Scattering luminescent materials dispersed in liquid
and solid
matrices and luminescent powders are increasingly relevant for fundamental
research and industry. Examples are luminescent nano- and microparticles
and phosphors of different compositions in various matrices or incorporated
into ceramics with applications in energy conversion, solid-state
lighting, medical diagnostics, and security barcoding. The key parameter
to characterize the performance of these materials is the photoluminescence/fluorescence
quantum yield (Φf), i.e., the number of emitted photons
per number of absorbed photons. To identify and quantify the sources
of uncertainty of absolute measurements of Φf of
scattering samples, the first interlaboratory comparison (ILC) of
three laboratories from academia and industry was performed by following
identical measurement protocols. Thereby, two types of commercial
stand-alone integrating sphere setups with different illumination
and detection geometries were utilized for measuring the Φf of transparent and scattering dye solutions and solid phosphors,
namely, YAG:Ce optoceramics of varying surface roughness, used as
converter materials for blue light emitting diodes.
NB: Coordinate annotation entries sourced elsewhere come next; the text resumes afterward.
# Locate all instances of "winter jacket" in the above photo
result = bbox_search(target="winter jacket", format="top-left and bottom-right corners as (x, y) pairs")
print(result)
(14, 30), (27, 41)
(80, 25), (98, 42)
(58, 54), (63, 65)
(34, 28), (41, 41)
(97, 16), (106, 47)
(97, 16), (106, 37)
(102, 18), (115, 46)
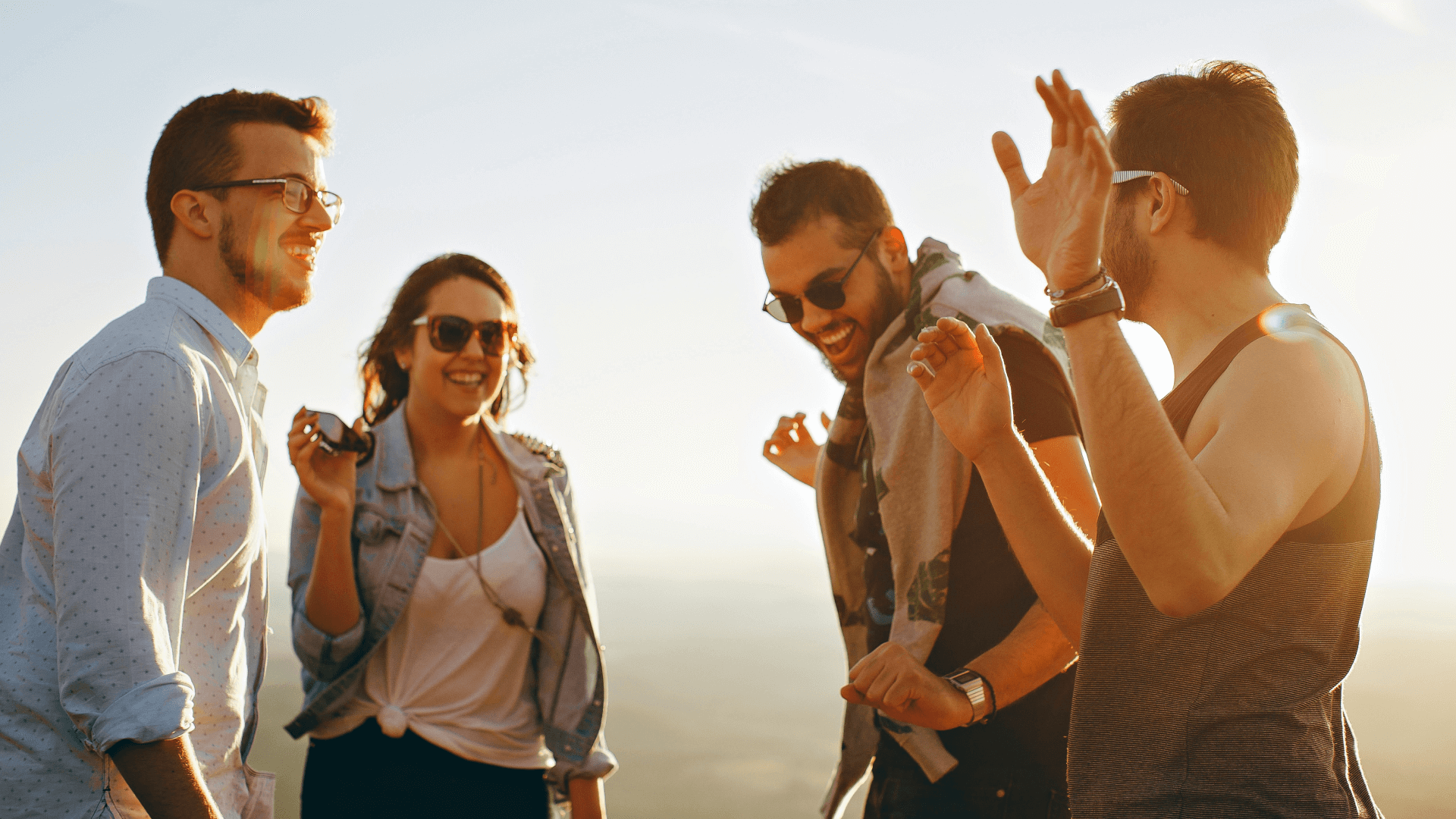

Special emphasis
was dedicated to the influence of the measurement geometry, the optical
properties of the blank utilized to determine the number of photons
of the incident excitation light absorbed by the sample, and the sample-specific
surface roughness. While the Φf values of the liquid
samples matched between instruments, Φf measurements
of the optoceramics with different blanks revealed substantial differences.
The ILC results underline the importance of the measurement geometry,
sample position, and blank for reliable Φf data of
scattering the YAG:Ce optoceramics, with the blank’s optical
properties accounting for uncertainties exceeding 20%.